Ecosia describes its business model as "a hybrid between a non-profit and full-profit business." Rather than using its profits to pay dividends to shareholders, it uses them to fund reforestation projects.
In 2018, Ecosia became a "steward-owned" company, which means its shares can't be sold at a profit or owned by people outside of the company, and that profits can't be taken out of Ecosia.
Ecosia earns money from pay-per-click ads that appear alongside search results. The ads are delivered by Ecosia's partner Bing, who pays Ecosia a share of the revenue generated via these ads.
Ecosia said the amount of the money it earns per click depends on the competition of the keyword and the value of what is being advertised.

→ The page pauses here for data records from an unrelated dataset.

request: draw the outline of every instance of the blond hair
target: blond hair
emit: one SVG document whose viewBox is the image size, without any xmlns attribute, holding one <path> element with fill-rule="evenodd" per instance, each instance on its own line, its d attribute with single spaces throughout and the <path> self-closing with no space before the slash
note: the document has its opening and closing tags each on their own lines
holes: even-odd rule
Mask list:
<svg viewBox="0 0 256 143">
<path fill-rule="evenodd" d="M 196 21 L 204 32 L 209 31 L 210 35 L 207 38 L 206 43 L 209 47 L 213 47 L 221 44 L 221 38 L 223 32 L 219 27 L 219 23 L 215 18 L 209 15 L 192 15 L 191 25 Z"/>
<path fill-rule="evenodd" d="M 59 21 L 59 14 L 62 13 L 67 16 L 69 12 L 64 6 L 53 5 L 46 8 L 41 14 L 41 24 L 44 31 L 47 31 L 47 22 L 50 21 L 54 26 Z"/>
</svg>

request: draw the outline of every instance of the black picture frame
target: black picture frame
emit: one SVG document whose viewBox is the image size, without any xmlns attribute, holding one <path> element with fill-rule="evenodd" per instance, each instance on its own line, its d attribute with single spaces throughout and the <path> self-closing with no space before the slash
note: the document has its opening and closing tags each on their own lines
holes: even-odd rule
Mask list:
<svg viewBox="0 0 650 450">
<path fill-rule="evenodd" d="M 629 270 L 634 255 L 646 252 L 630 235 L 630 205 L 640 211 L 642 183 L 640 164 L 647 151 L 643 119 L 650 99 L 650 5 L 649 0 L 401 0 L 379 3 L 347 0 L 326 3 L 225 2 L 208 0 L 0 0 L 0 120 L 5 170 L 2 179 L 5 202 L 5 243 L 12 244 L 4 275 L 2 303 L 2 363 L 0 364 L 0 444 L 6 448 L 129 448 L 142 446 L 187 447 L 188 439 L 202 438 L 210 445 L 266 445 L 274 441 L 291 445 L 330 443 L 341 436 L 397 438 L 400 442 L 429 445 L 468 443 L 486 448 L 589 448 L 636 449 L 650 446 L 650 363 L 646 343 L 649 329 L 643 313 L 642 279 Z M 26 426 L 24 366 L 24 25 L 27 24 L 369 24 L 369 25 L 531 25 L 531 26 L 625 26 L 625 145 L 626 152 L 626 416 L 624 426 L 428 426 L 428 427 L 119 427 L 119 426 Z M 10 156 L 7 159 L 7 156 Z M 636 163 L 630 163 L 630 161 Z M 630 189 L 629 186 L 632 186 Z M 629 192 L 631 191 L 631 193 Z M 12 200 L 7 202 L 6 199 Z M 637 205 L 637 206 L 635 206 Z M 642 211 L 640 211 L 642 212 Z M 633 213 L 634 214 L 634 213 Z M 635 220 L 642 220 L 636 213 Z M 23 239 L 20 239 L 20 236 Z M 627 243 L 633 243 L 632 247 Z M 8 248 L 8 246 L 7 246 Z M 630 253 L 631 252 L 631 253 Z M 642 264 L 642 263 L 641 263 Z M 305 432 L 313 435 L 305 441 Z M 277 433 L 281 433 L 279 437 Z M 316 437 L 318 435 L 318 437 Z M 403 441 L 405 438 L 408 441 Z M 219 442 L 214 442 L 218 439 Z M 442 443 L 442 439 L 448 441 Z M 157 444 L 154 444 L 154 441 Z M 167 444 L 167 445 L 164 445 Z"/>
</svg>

"A click on one of the more lucrative keyword ads may finance multiple trees at a time, others may finance a fraction," the company says in its FAQs, noting that search terms like "bank account" are likely to be of higher value than "chocolate." It said that it earns an average of 0.005 euros per search.
Because of this, the company said that its income varies between months. It gets less income during the European summer months because people would rather be outside, but revenue peaks during the winter, especially around the holidays.
The company focuses on transparency and publishes monthly financial reports that show how much money it made from searches, what percentage of its revenue went towards trees, and how many trees it planted.
In April, Ecosia made 2.25 million euros. Just under half of this revenue - or 80% of its profits - went towards planting almost 7 million trees. The rest of the income was largely spent on direct and indirect costs such as taxes, salaries, and advertising. The remaining 20% of its profits went towards "green investments."
As for Midwoud, his favorite species is the baobab, a tree with a nutritious fruit found mainly in Africa. The trees survive by storing a lot of water in their bark, and can grow up to more than 200 feet tall, making them often the only tree you can see.